MSRayne comments on Mitigating the damage from unaligned ASI by cooperating with aliens that don’t exist yet

MSRayne 21 Jun 2022 18:44 UTC
1 point
0
Thanks for the reply! I knew this idea was flawed somehow lol, because I’m not the most rigorous thinker, but it’s been bugging me for days and it was either write it up or try to write a perfect simulation and crash and burn due to feature creep, so I did the former.
We had no idea whatsoever how to put that sort of precommitment into our AI.
I suppose I should have said they ought to make a reasonable attempt. Attempting and failing should be enough to make you worth cooperating with.
I also strongly suspect that alien life is rare enough for pre-AGI to pre-AGI communication to be unlikely.
Oof! Somehow I didn’t even think of that. A simulation such as I was thinking of writing would probably have shown me that and I would have facepalmed; now I get to facepalm in advance!
The ability to mutually inspect each others source code is not an assumption you want to make.
Isn’t this assumption the basis of superrationality though? That would be a useless concept if it wasn’t possible for AGIs to prove things about their own reasoning to one another.
In game theory terms, this is a hawk strategy. It only works if the other side backs down.
Good point. I didn’t think of it, but there could be an alien clippy somewhere already expanding in our direction and this sort of message would doom us to be unable to compromise with it and instead get totally annihilated. Another oof...
And now you are blending the abstract logic of TDT with the approximation that is the human intuitive emotional response.
That’s because I was talking about the naturally evolved alien civilization at that point rather than the AGI they create.
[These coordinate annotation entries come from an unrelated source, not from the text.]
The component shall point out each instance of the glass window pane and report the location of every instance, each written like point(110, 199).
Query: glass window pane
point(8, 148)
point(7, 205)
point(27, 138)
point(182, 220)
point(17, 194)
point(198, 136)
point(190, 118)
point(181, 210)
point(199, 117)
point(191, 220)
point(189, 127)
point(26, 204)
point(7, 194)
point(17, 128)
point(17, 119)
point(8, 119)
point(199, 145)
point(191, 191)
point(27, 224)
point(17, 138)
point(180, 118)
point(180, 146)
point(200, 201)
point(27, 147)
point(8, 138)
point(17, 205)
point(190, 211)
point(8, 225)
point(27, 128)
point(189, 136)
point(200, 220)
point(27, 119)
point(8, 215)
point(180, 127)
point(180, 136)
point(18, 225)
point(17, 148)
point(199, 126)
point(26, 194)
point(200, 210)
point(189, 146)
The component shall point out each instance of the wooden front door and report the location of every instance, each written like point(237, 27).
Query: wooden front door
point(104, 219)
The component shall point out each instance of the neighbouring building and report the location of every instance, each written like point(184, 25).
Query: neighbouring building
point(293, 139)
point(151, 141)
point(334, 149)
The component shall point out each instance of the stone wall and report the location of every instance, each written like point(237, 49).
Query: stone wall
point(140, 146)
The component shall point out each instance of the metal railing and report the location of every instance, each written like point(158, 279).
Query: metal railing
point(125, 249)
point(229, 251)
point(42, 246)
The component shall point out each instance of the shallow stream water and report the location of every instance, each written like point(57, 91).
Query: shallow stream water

Assuming I’m right that these tend to be highly social species, they probably have emotional reactions vaguely like our own, so “think xyz person is an asshole” is a sort of thing they’d do, and they’d have a predictably negative reaction to that regardless of the rational response, the same way humans would.
Given all this: do you think something vaguely like this idea is salvageable? Is there some story where we communicate something to other civilizations, and it somehow increases our chances of survival now, which would seem plausible to you?
Note that transmitting information about alignment doesn’t seem to me like it would be harmful; it might not be helpful since, as you say, it would almost certainly only be ASIs that even pick it up; but on the off chance that one biont civilization gets the info, assuming we could transmit that far, it might be worth the cost? I’m not sure.
- Donald Hobson 22 Jun 2022 0:35 UTC
  2 points
  0
  Parent
  I suppose I should have said they ought to make a reasonable attempt. Attempting and failing should be enough to make you worth cooperating with.
  Even if that attempt has ~0% chance of working, and a good chance of making the AI unaligned?
  Isn’t this assumption the basis of superrationality though? That would be a useless concept if it wasn’t possible for AGIs to prove things about their own reasoning to one another.
  Physisists often assume friction-less spheres in a vacuum. Its not that other things don’t exist, just that the physisist isn’t studying them at the moment. Superrationality explains how agents should behave with mutual knowledge of each others source code. Is there a more general theory, for how agents should behave when they have some limited evidence about each others source code? Such theory isn’t well understood yet. It isn’t the assumption that all agents know each others source code (which is blatantly false in general, whether or not it is true between superintelligences able to exchange nanotech spaceprobes. )Its just the decision to study agents that know each others source code as an interesting special case.
  That’s because I was talking about the naturally evolved alien civilization at that point rather than the AGI they create. Assuming I’m right that these tend to be highly social species, they probably have emotional reactions vaguely like our own, so “think xyz person is an asshole” is a sort of thing they’d do, and they’d have a predictably negative reaction to that regardless of the rational response, the same way humans would.
  The human emotional response vaguely resembles TDT type reasoning. I would expect alien evolved responses to resemble TDT about as much, in a totally different direction. In the sense that once you know TDT, learning about humans tells you nothing about aliens. Evolution produces somewhat inaccurate maps of the TDT territory. I don’t expect the same inaccuracies to appear on both maps.
  Given all this: do you think something vaguely like this idea is salvageable? Is there some story where we communicate something to other civilizations, and it somehow increases our chances of survival now, which would seem plausible to you?
  I don’t know. I mean any story where we receive a signal from aliens, that signal could well be helpful, or harmful.
  We could just broadcast our values into space, and hope the aliens are nice. (Knowing full well that the signals would also help evil aliens be evil.)